À peine les mots « cessez-le-feu » avaient-ils été prononcés. À peine les alertes s’étaient-elles tues après douze longues nuits. A peine l’adrénaline de la peur commençait-elle à retomber… que des messages affluaient sur nos téléphones. En quelques points, ces instructions, véritable mode d’emploi de vie courante, nous indiquaient quoi faire et ne pas faire. Après nous avoir ordonné de tout arrêter, de nous confiner, de courir dans les abris, de nous ravitailler, ils changeaient brutalement de ton : « retour à la normale ». Comme si nos corps et nos esprits meurtris pouvaient en l’espace de quelques heures passer de l’état de crise à la routine.
Nouveau plan
Le « retour à la normale » était presqu’une injonction d’Etat : il fallait reprendre nos vies là où nous les avions laissées. En d’autres mots, il fallait recommencer à vivre.

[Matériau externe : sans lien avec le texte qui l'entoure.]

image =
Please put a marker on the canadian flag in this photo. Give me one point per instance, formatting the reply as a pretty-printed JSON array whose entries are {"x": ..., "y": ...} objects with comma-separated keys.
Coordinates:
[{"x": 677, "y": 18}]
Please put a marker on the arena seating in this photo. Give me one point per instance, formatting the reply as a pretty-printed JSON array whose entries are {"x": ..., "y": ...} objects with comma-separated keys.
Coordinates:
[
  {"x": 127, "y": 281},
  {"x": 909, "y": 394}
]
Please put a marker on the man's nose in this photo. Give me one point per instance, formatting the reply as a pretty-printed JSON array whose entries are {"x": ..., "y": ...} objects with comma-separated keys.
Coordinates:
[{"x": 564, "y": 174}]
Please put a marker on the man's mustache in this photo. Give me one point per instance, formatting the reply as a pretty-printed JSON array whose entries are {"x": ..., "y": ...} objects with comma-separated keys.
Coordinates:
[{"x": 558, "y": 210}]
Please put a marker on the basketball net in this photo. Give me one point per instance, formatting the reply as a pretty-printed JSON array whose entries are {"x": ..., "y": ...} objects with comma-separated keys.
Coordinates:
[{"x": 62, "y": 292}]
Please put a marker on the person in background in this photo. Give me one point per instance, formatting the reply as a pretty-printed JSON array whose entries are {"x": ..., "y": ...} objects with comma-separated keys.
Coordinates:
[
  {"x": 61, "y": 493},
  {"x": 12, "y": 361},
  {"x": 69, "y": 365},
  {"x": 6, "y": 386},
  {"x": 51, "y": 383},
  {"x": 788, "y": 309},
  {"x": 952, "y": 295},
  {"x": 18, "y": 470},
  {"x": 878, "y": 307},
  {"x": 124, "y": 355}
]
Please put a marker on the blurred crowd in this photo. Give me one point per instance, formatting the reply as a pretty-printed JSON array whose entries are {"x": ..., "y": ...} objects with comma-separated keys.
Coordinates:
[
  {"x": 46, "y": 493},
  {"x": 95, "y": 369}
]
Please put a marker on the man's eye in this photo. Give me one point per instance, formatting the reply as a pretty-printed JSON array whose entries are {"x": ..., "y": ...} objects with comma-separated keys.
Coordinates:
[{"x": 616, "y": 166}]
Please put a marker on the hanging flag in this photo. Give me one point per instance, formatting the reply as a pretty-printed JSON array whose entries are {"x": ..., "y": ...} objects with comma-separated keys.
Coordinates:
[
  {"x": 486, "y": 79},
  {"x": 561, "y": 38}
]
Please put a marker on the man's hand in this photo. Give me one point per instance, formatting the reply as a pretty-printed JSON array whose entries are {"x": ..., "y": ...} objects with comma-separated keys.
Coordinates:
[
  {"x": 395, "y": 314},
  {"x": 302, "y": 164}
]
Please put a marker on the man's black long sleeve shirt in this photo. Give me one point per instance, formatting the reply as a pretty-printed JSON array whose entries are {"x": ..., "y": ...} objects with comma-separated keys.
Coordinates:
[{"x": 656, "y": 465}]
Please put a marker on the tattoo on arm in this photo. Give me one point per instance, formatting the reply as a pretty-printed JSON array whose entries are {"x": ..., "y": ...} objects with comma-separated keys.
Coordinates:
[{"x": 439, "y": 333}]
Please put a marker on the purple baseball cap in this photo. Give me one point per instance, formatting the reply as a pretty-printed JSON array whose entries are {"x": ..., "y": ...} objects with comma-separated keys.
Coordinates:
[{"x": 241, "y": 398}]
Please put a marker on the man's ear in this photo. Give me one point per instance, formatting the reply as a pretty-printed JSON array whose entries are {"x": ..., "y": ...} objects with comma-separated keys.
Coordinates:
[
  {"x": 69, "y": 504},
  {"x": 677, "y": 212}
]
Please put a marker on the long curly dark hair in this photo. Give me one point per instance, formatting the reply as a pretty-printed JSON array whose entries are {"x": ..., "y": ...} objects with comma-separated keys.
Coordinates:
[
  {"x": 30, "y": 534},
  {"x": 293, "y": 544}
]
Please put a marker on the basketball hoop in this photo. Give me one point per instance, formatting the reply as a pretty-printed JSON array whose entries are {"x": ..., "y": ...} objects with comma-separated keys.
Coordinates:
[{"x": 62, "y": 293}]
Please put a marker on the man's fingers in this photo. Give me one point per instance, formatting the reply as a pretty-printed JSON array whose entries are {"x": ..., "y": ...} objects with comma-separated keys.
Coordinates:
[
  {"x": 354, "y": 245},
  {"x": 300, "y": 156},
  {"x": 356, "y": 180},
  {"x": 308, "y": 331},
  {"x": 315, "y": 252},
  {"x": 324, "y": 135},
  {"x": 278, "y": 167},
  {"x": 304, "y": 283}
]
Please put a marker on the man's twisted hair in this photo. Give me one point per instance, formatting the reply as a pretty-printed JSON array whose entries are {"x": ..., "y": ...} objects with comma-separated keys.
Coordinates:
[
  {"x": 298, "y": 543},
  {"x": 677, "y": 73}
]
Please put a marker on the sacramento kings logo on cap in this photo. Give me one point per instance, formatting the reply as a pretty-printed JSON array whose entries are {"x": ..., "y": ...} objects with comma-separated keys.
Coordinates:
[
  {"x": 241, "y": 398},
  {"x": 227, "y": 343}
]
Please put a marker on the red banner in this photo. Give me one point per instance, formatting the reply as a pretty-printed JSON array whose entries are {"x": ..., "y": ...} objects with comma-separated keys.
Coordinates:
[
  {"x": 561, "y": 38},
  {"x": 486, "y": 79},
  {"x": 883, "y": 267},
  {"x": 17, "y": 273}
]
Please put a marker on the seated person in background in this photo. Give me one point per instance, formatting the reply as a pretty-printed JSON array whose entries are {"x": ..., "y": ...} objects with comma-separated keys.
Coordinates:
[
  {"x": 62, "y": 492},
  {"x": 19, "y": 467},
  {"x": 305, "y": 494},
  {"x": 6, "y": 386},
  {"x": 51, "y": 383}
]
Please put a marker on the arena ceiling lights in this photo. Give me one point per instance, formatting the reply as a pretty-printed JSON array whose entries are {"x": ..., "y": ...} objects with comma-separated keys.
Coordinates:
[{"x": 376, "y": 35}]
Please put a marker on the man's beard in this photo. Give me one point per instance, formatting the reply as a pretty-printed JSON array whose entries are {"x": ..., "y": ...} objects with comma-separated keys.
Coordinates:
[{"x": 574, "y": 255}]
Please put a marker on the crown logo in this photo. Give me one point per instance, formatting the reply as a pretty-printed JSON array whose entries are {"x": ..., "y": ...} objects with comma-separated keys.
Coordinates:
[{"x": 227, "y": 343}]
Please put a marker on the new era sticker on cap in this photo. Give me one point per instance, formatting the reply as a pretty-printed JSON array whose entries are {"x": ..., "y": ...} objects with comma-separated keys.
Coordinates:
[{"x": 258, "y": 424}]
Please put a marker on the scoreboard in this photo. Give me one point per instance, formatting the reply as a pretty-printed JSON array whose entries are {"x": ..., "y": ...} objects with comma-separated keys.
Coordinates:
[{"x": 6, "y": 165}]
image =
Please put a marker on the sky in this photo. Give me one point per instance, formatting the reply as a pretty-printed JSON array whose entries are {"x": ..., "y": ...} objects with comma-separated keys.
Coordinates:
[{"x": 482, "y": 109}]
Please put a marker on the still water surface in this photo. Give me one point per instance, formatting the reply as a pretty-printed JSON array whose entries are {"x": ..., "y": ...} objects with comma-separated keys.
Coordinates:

Dans mon quotidien, cette injonction ne tardait pas à se matérialiser : mardi, avant même que les mots de cessez le feu fassent la une des journaux internationaux, un premier message, timide, fut posté en hébreu sur mon groupe de vélo. Il venait de Zwicka, l’initiateur du groupe. Ce groupe de vélo pour moi, c’est la source auprès de laquelle je me ressource, là où je pédale sans réfléchir, où je me nettoie de l’intérieur. Rien que l’idée de quitter la maison à l’heure où tout le monde dort, de traverser la ville endormie pour regagner les champs à une heure encore fraiche, c’est déjà une victoire. Alors ce message, recueilli avant même que nous ayons compris que la vie allait pouvoir reprendre, était particulièrement audacieux. Zwicka annonçait qu’il se tiendrait sur son vélo, demain au petit matin, à notre endroit de rendez-vous habituel. Il ne forçait rien, n’imposait rien, se contentant de partager son plan pour le lendemain, que nous soyons là ou non. À ce message, personne ne répond sur le coup. Tout au plus, des frémissements, mais pas de réaction claire. C’est encore trop tôt. Trop tôt pour y croire tout à fait.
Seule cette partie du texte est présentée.